Les gendarmes de Conques ont relevé (PV n° 98002950 du 25 juin 1998) que certains livres étaient vendus dans la boutique de Conques à un prix supérieur au prix fixé par l'éditeur en application de l'article 1er de la loi du 10 août 1981 relative au prix du livre. Or, ce texte impose au détaillant de pratiquer "un prix effectif de vente au public compris entre 95 % et 100 % du prix fixé par l'éditeur ou l'importateur", ce qui, dans l'absolu, interdit non seulement les prix inférieurs à 95 %, mais également les prix supérieurs à 100 % du prix de vente au public, interdiction qui s'explique aisément par le souci du législateur de faciliter l'accès du plus grand nombre à la culture. La cour, réformant sur ce point la décision de relaxe du tribunal, entrera en voie de condamnation. Eu égard aux prix constatés, il sera appliqué une amende de 20 F, par ouvrage mis en vente à un prix excessif.

2 - infraction en matière de droits d'auteur

Il a été justifié qu'un tiers acquittait les droits d'auteur dus à raison de la diffusion de musiques dans les points de vente la relaxe de ce chef; prononcée par les premiers juges, sera purement et simplement confirmée.

3 - infractions relatives aux "croquants de Cordes"

Il n'est pas contesté que les biscuits vendus sous la dénomination "croquants de Cordes" l'étaient également sous celle de "croquants de Conques" lorsqu'ils étaient vendus à Conques, "Croquants de Carcassonne" pour les veines dans cette ville, etc... Le fait que les étiquettes mentionnent que ces produits sont fabriqués "pour Anne-Marie Boutiques", dont l'adresse est à Toulouse, n'est pas de nature à supprimer le délit de tromperie retenu par le tribunal en présentant ailleurs qu'à Cordes ces produits comme une "spécialité" du lieu où ils étaient vendus, Mme L a volontairement trompé le consommateur, qui a cru faire acquisition d'un produit typique de la gastronomie locale et a donc été nécessairement sensible à l'indication de provenance.

Sont également indifférents à cet égard le caractère obligatoire ou non de la mention de la provenance sur l'étiquette, de même que les pratiques des fabricants concurrents.

S'il est exact que la présentation formelle de la date de péremption ne correspond pas aux stipulations du texte applicable en la matière, il apparaît que c'est à juste titre que le tribunal n'a pas retenu d'infraction, l'information étant fournie de façon claire et compréhensible pour tout consommateur.

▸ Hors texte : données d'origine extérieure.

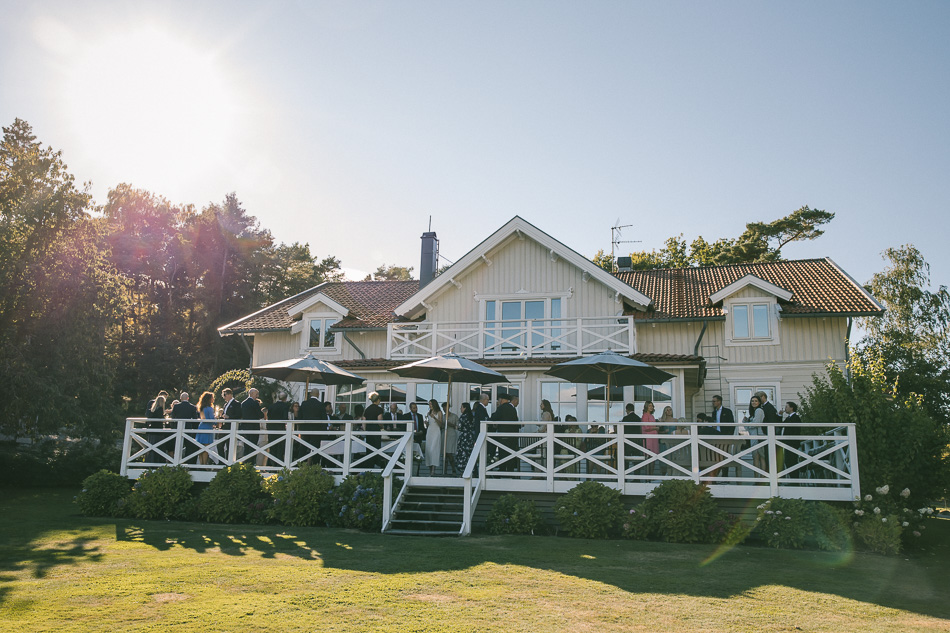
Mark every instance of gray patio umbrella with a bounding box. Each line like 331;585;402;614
544;350;673;422
251;354;366;392
391;352;508;474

4 - infraction relative aux charcuteries

Les infractions sont reconnues par M. et Mme L, qui ne sauraient sérieusement prétendre que ses salariés auraient pris des initiatives malencontreuses, le rôle du responsable consistant précisément à leur donner les instructions nécessaires et à s'assurer de leur exécution. La déclaration de culpabilité sera donc confirmée.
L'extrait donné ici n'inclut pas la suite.